Böyle ithamlar insanları,"Doğruysa Davutoğlu çok erken bir safhada
Erdoğan'a tuzak kurmaya meyletmiş"ya da "Yalansa Erdoğan'ın
çevresindekiler Hocaya tuzak kurmaya azmetmiş"şüpheleriyle
lekelemenin ötesinde bir şey yapıyorlar. Hedeflenen safderunlara
ulaşılırsa kaçınılmaz olarak şu soruya ebelik yapıyorlar: "O halde
Müslüman olmanız neyi değiştirdi? Nasıl zayıf bir ahlaki donanımdır
ki o, bugüne dek kazandığınız meşruiyeti birbirinizi vurmaya
harcamanızın önüne dikilip sizi kendinizden korumayı
beceremedi?"
Fitne dedikleri budur. Psikolojik harekât böyle yapılır.
Ben saygısını kibir, alınganlığı egosantrizm, kibarlığı içten
pazarlılık, takdir edilme arzusunu ihtiras gibi gösterir.
"Başımızdan Gezi geçti, Paralel darbe geçti, ABD'li yatırımcılar
korkup geri çekilmesin" gibi bir girişimi "Hmmm ABD ile, ne iş?"

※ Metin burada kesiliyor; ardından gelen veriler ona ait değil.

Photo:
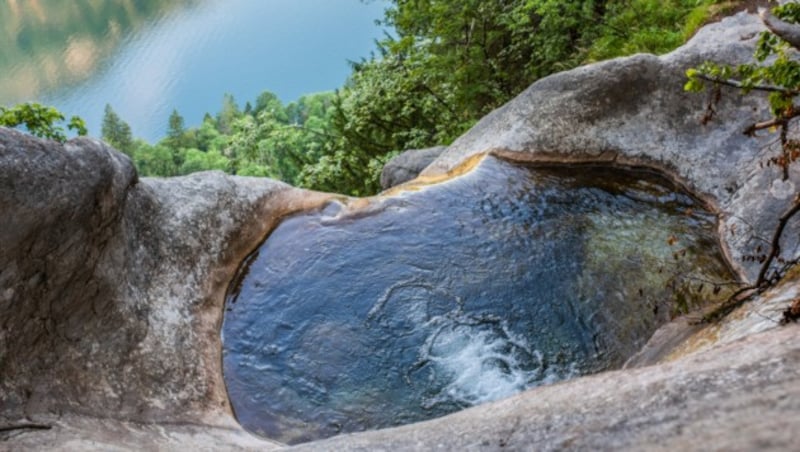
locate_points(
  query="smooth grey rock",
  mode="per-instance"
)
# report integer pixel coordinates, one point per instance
(633, 111)
(408, 165)
(743, 396)
(112, 288)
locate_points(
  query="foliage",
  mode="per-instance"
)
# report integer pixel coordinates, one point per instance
(116, 132)
(445, 65)
(450, 63)
(41, 121)
(782, 72)
(776, 70)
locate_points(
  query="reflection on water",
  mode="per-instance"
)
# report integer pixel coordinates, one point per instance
(53, 43)
(148, 57)
(461, 293)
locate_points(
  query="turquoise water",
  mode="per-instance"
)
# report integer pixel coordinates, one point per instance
(464, 292)
(147, 57)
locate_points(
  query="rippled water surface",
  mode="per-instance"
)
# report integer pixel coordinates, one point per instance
(460, 293)
(147, 57)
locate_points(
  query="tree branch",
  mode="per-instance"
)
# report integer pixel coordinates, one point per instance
(740, 85)
(789, 32)
(775, 246)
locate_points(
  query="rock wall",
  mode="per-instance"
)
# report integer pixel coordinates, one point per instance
(633, 111)
(112, 288)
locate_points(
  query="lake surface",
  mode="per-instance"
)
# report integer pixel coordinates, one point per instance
(147, 57)
(464, 292)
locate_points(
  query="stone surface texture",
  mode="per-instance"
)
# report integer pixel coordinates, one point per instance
(408, 165)
(633, 111)
(112, 288)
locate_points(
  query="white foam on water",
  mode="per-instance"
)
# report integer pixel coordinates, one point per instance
(476, 363)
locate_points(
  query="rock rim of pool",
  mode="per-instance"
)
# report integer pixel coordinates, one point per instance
(112, 287)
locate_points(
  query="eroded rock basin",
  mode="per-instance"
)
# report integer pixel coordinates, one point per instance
(429, 301)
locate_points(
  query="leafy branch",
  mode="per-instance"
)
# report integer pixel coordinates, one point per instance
(777, 72)
(40, 121)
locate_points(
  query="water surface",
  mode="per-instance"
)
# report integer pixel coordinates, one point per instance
(146, 57)
(464, 292)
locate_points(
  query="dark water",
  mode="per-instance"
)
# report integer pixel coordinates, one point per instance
(147, 57)
(461, 293)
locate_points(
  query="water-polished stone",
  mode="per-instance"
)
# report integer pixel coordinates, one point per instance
(429, 301)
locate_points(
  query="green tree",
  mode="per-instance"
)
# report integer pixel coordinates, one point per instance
(228, 114)
(116, 132)
(41, 121)
(176, 129)
(776, 71)
(196, 160)
(448, 64)
(155, 160)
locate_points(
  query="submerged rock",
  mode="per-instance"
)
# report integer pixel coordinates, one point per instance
(429, 301)
(111, 289)
(634, 111)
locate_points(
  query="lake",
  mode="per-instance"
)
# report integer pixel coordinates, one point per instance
(146, 58)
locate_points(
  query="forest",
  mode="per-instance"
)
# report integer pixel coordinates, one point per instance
(441, 66)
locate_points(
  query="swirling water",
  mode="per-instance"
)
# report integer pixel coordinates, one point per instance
(464, 292)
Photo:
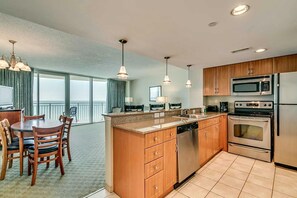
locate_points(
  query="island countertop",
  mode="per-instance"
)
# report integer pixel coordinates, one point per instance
(157, 124)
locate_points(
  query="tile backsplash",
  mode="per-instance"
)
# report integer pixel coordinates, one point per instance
(215, 100)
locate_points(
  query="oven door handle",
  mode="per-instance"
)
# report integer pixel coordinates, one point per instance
(249, 119)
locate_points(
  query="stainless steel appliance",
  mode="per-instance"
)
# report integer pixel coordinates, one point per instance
(285, 151)
(187, 150)
(250, 129)
(223, 106)
(258, 85)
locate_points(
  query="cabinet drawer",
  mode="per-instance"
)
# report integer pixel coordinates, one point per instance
(153, 153)
(154, 185)
(169, 134)
(208, 122)
(152, 139)
(153, 167)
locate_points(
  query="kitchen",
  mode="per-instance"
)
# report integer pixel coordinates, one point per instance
(230, 56)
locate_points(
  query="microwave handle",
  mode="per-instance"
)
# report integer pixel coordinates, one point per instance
(246, 119)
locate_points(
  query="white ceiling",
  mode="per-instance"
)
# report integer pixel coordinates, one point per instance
(154, 29)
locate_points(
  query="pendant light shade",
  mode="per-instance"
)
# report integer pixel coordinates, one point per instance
(166, 80)
(13, 63)
(123, 75)
(188, 83)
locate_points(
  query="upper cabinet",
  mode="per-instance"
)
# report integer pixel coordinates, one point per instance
(285, 64)
(216, 81)
(252, 68)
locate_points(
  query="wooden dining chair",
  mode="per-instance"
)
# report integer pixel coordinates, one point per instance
(47, 144)
(66, 134)
(10, 146)
(36, 117)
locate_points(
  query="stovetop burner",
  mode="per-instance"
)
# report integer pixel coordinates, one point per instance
(253, 108)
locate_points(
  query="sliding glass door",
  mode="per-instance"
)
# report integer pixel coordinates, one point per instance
(49, 93)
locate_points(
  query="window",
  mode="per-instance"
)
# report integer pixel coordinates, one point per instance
(99, 99)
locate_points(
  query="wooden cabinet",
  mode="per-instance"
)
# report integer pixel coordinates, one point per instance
(252, 68)
(210, 137)
(170, 164)
(285, 64)
(216, 81)
(223, 132)
(144, 164)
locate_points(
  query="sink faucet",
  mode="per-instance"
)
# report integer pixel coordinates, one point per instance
(185, 111)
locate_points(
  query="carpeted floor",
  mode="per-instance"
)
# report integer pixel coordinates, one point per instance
(83, 175)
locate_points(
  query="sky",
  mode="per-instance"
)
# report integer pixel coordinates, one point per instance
(54, 90)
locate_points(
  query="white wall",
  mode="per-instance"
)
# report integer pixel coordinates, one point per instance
(176, 91)
(196, 91)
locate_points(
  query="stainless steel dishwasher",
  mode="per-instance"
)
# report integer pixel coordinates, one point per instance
(187, 150)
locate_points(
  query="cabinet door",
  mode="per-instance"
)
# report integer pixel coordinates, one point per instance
(240, 69)
(215, 138)
(209, 75)
(154, 186)
(170, 167)
(223, 133)
(223, 81)
(202, 146)
(285, 64)
(261, 67)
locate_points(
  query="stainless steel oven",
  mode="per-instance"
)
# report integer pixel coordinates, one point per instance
(258, 85)
(250, 129)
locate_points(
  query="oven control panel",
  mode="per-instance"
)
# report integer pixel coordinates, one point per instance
(253, 104)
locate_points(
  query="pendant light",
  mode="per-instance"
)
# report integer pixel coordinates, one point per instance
(13, 63)
(189, 83)
(166, 80)
(123, 75)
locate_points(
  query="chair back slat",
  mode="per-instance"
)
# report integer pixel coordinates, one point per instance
(47, 137)
(37, 117)
(3, 137)
(6, 128)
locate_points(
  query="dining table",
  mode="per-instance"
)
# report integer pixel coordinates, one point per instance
(25, 129)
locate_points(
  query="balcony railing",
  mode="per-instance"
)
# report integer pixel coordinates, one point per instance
(53, 109)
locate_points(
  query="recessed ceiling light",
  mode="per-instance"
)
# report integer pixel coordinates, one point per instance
(261, 50)
(240, 10)
(212, 24)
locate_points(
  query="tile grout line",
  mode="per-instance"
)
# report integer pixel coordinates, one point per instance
(247, 179)
(221, 176)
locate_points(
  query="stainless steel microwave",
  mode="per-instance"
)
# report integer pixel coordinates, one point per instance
(252, 86)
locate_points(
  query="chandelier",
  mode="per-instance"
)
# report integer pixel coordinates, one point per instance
(13, 63)
(166, 80)
(123, 75)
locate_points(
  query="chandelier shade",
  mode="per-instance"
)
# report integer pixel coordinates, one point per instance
(188, 83)
(122, 74)
(166, 80)
(13, 63)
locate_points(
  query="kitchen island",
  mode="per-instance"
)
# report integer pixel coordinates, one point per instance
(143, 152)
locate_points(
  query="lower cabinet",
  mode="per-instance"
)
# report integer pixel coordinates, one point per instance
(210, 137)
(144, 165)
(170, 164)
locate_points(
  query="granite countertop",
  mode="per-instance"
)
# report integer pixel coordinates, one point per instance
(153, 125)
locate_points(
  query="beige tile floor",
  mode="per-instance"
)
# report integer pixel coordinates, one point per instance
(228, 175)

şaibesiyle yaralar, gerçeği büker.
En fenası da Davutoğlu, "6 ayda Esad devrilir" demiş diye -o dönem
bütün dünya bunu diyordu- Türkiye'nin Suriye ile ilgili pozisyonu
farklı olurmuş izlenimi oluşturmaktır.
Ne yani? Esad'a biçilen ömür, dönemin Dışişleri Bakanı Davutoğlu
tarafından yanlış teşhis edildi diye mi mazlum mültecileri
kucakladı Erdoğan? Suriye politikalarımız ne zamandan beri fiyasko
olarak tanımlanıyor? Erdoğan'ın en üst perdeden zikrettiği ve
savunduğu, "Dünya Beşten Büyüktür" meydan okumasıyla
şekillendirdiği Suriye meselesine, bu büyük insanlık sınavına
bakışımız hangi ara bu kadar yozlaştı ve üstelik Reisçiliğin sözde
manifestoları arasına girdi?
Bunu diyorum işte.
Davutoğlu gösterip arada Erdoğan'ı da vurma sanatıdır fitne.
Yaşanan bir tarihi yaşanmamış hükmüne teyelleme sanatıdır. Ve
içimizi daraltmakta, nefes almamızı zorlaştırmaktadır.